A MISCONCEPTION over the functioning of the Multilateral Investment Guarantee Agency (MIGA), which was holding up Indian government approving proposals guaranteeing investments into India, has been cleared.

With this, several companies that intend to invest in India have come forward to make use of MIGA's services, Mr Nabil Fawaz, Global Head, Agri-business, Manufacturing & Services, MIGA, said.

MIGA, an arm of the World Bank, endeavours to increase FDI flows among its 167-member nations, with special focus on developing countries. With this objective, it provides guarantee to investments made in thesecountries.

Until recently, the Government of India had been under the impression that it would have to indemnify MIGA for any claims arising out of India and paid by the agency to the client, Mr Fawaz told journalists here on Friday. However, while it was true that MIGA would negotiate for compensation by a government if the agency had to pay a claim because of that government's actions, governments would not be legally bound to pay up everytime MIGA paid a claim, he said.

Speaking at a seminar organised here by the Exim Bank of India, Mr Fawaz pointed out that in the 17 years of the agency's existence, it had to pay claims only three times. It usually negotiates with the host country to get its client his dues.
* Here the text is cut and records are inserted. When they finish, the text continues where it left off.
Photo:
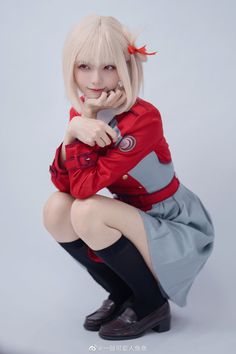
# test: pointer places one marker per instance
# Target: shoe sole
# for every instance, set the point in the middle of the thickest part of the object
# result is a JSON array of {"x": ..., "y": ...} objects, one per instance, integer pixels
[
  {"x": 161, "y": 326},
  {"x": 116, "y": 313}
]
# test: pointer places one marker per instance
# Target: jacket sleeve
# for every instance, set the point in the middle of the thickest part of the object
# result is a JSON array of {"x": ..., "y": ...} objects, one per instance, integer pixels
[
  {"x": 90, "y": 171},
  {"x": 59, "y": 174}
]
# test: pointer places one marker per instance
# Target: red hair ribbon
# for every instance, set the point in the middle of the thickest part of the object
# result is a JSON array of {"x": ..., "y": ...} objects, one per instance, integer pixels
[{"x": 132, "y": 50}]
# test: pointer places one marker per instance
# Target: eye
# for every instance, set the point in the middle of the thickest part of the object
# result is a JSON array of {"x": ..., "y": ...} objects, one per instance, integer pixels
[
  {"x": 82, "y": 66},
  {"x": 111, "y": 67}
]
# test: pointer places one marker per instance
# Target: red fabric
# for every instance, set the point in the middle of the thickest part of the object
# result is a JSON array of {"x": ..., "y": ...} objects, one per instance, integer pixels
[
  {"x": 142, "y": 50},
  {"x": 89, "y": 169},
  {"x": 103, "y": 171}
]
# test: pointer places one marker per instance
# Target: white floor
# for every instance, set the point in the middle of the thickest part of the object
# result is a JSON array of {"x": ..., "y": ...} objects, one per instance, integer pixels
[{"x": 46, "y": 295}]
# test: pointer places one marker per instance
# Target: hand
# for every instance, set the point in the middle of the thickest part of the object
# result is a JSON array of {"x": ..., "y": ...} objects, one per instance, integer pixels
[
  {"x": 91, "y": 131},
  {"x": 111, "y": 99}
]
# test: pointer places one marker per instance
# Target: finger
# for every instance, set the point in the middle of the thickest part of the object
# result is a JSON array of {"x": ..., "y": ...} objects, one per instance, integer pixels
[
  {"x": 100, "y": 141},
  {"x": 105, "y": 138},
  {"x": 120, "y": 100}
]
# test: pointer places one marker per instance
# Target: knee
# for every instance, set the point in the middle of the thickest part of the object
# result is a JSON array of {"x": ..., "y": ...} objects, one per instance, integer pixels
[
  {"x": 55, "y": 209},
  {"x": 81, "y": 214}
]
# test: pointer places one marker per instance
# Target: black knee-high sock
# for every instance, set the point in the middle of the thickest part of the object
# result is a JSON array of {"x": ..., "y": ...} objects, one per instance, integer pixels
[
  {"x": 125, "y": 259},
  {"x": 101, "y": 272}
]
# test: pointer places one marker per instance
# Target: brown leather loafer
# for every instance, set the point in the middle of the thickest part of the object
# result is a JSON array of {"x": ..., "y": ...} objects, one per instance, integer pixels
[
  {"x": 127, "y": 326},
  {"x": 108, "y": 311}
]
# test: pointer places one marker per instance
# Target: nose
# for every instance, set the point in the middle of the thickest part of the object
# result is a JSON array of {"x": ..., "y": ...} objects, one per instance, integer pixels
[{"x": 96, "y": 78}]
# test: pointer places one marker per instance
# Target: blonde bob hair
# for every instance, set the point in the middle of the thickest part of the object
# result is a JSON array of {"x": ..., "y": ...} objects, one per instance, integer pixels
[{"x": 102, "y": 40}]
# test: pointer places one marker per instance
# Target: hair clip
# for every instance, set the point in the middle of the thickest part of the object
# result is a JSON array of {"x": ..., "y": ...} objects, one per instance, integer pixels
[{"x": 142, "y": 50}]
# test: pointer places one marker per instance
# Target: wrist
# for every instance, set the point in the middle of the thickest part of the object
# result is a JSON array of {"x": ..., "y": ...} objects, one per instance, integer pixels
[{"x": 89, "y": 113}]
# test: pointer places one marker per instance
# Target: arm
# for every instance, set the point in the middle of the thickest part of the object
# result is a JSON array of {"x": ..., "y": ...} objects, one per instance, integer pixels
[
  {"x": 59, "y": 174},
  {"x": 90, "y": 171}
]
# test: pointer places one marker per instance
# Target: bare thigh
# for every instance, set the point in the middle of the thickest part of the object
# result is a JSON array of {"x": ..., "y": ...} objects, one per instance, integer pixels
[{"x": 56, "y": 217}]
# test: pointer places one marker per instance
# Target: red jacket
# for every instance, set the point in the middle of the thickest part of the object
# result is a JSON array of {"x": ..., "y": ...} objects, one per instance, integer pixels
[{"x": 136, "y": 169}]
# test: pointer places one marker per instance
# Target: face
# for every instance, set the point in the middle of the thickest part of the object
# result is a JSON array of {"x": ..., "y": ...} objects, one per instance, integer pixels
[{"x": 88, "y": 77}]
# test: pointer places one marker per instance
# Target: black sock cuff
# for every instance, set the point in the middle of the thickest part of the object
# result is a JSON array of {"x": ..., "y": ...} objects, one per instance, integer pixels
[{"x": 116, "y": 247}]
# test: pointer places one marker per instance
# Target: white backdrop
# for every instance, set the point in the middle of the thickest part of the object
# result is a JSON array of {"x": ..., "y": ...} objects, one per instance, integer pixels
[{"x": 45, "y": 294}]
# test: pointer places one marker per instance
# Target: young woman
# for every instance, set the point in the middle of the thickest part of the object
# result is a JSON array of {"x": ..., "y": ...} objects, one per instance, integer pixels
[{"x": 146, "y": 245}]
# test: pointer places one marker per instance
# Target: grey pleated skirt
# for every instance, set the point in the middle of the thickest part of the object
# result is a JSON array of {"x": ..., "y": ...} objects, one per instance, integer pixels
[{"x": 180, "y": 237}]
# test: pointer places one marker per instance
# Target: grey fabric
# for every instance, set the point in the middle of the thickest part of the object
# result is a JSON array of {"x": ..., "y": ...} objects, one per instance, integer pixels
[{"x": 180, "y": 237}]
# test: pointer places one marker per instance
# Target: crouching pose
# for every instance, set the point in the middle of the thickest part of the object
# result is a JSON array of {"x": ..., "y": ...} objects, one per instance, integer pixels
[{"x": 146, "y": 245}]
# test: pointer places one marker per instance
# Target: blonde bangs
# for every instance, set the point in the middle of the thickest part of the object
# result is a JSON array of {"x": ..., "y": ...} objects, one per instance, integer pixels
[{"x": 102, "y": 40}]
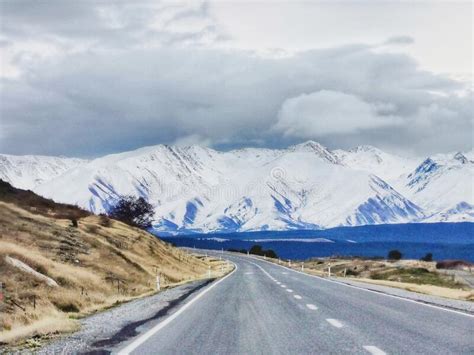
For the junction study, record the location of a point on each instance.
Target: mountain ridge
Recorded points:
(304, 186)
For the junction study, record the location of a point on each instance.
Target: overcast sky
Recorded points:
(87, 78)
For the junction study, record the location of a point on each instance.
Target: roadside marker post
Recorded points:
(158, 284)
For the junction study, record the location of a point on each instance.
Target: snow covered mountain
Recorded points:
(442, 185)
(304, 186)
(389, 167)
(28, 171)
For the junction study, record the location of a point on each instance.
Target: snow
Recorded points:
(306, 186)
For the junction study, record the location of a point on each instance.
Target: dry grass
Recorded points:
(412, 275)
(96, 266)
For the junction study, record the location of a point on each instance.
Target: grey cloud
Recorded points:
(141, 76)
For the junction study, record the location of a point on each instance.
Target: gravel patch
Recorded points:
(464, 306)
(100, 332)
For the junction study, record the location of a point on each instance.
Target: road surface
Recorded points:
(262, 308)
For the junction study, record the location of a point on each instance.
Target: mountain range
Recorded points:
(306, 186)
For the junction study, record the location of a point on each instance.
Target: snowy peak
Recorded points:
(316, 148)
(305, 186)
(443, 184)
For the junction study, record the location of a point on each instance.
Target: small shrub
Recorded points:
(351, 272)
(105, 221)
(394, 254)
(91, 228)
(67, 307)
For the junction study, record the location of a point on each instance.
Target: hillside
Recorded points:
(305, 186)
(51, 270)
(199, 189)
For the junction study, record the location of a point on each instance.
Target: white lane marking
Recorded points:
(334, 322)
(140, 340)
(374, 350)
(367, 290)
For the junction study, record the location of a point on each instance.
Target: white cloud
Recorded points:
(328, 112)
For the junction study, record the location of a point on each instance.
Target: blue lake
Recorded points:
(443, 240)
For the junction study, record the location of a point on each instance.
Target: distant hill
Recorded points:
(305, 186)
(50, 269)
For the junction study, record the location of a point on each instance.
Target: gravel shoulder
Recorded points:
(102, 332)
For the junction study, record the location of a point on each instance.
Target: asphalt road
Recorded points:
(263, 308)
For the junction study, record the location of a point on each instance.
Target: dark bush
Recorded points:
(104, 221)
(133, 211)
(394, 255)
(427, 257)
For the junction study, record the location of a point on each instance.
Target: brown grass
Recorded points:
(96, 266)
(412, 275)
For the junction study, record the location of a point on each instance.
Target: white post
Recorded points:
(158, 285)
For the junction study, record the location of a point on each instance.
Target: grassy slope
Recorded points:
(411, 275)
(95, 266)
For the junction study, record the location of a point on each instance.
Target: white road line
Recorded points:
(334, 322)
(361, 288)
(374, 350)
(140, 340)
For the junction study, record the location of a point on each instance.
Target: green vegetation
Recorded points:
(416, 276)
(136, 212)
(258, 250)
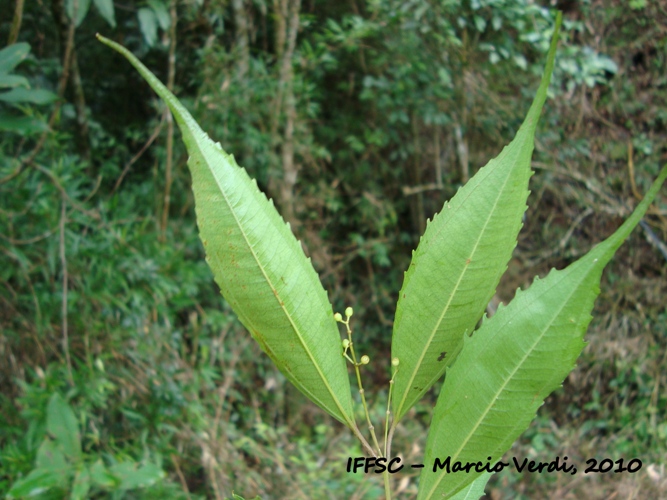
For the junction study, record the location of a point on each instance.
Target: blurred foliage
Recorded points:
(395, 105)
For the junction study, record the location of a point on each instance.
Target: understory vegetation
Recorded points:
(359, 119)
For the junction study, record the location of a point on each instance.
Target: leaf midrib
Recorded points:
(510, 377)
(281, 303)
(451, 295)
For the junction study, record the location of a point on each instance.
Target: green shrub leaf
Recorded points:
(514, 361)
(260, 267)
(11, 56)
(460, 260)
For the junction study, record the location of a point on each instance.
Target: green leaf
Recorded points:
(11, 56)
(475, 490)
(33, 96)
(261, 268)
(50, 456)
(106, 10)
(62, 425)
(460, 260)
(514, 361)
(132, 476)
(161, 13)
(82, 7)
(148, 25)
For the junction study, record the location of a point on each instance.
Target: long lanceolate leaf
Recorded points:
(460, 260)
(513, 362)
(260, 266)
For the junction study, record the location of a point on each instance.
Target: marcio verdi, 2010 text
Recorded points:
(381, 464)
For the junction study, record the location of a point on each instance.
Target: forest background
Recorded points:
(359, 119)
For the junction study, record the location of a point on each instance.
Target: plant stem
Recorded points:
(361, 387)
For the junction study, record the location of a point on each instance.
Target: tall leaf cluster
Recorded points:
(496, 377)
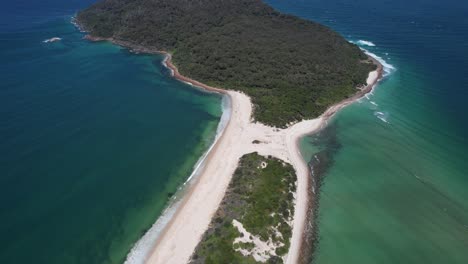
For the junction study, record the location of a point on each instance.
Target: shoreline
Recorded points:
(178, 239)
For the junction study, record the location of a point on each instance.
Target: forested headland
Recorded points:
(292, 68)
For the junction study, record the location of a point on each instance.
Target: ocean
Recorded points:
(392, 167)
(94, 140)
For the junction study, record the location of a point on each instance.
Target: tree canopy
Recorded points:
(292, 68)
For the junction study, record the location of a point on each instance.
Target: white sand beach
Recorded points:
(179, 238)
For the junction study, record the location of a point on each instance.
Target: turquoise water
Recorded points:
(393, 166)
(93, 139)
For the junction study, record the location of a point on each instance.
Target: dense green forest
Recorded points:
(260, 196)
(292, 68)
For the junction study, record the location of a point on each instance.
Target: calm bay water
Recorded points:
(395, 187)
(93, 139)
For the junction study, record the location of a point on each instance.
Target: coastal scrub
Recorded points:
(253, 222)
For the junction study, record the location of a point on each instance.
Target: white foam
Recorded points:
(365, 43)
(387, 67)
(144, 245)
(382, 116)
(54, 39)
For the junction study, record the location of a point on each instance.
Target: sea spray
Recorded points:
(145, 244)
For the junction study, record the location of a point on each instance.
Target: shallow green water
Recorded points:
(393, 167)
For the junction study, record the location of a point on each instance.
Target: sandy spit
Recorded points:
(181, 235)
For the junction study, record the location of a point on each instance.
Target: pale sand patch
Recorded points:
(180, 237)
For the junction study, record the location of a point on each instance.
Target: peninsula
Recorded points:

MIGA insures investments made by a company in a foreign country against four broad types of risks — transfer or in-convertibility of profits and other dues, expropriation (the action of the state in taking or modifying the property rights of an individual in the exercise of its sovereignty), damage and business interruption consequences due to war or civil disobedience and breach of contract. It covers equity, loans and guarantees either by the investor or by a third party.

Besides, a company that takes the services of MIGA also avails itself of the enormous experience of the World Bank, in dealing with the investee country.

Mr Fawaz also described a new product of MIGA designed especially for small and medium enterprises. The `Small Investment Programme' of MIGA, on offer since the last three months, covers investments up to $5 million.

However, to be eligible to avail itself of the service, a company mustsatisfy two of the three set criteria — it must employ less than 300 people, must have assets less than $15 million (Rs 70 crore) and sales less than $15 million.

Usually, MIGA charges an application fee of $10,000, which is adjustable against the premium to be paid by the client. But the application fee is not refunded, if the applicant does not take MIGA's services. However, under the `Small Investment Programme', MIGA would not charge the application fee, Mr Fawaz said.

He said that about 35 small and large Indian companies were interested in taking MIGA's services.

Earlier, Mr K. Muthukumaran, General Manager, Exim Bank, said India's outward investments between 1996-97 and up to November 2004 amounted to $6.3 billion (Rs 28,000 crore). He said the Exim Bank, in partnership with MIGA, would help "in the promotion of outward orientation of SMEs in India".

He said Exim Bank was now allowed to take equity stakes in overseas investments of its clients. "With Exim Bank's stake, the companies can raise capital at competitive rates from overseas markets," he said.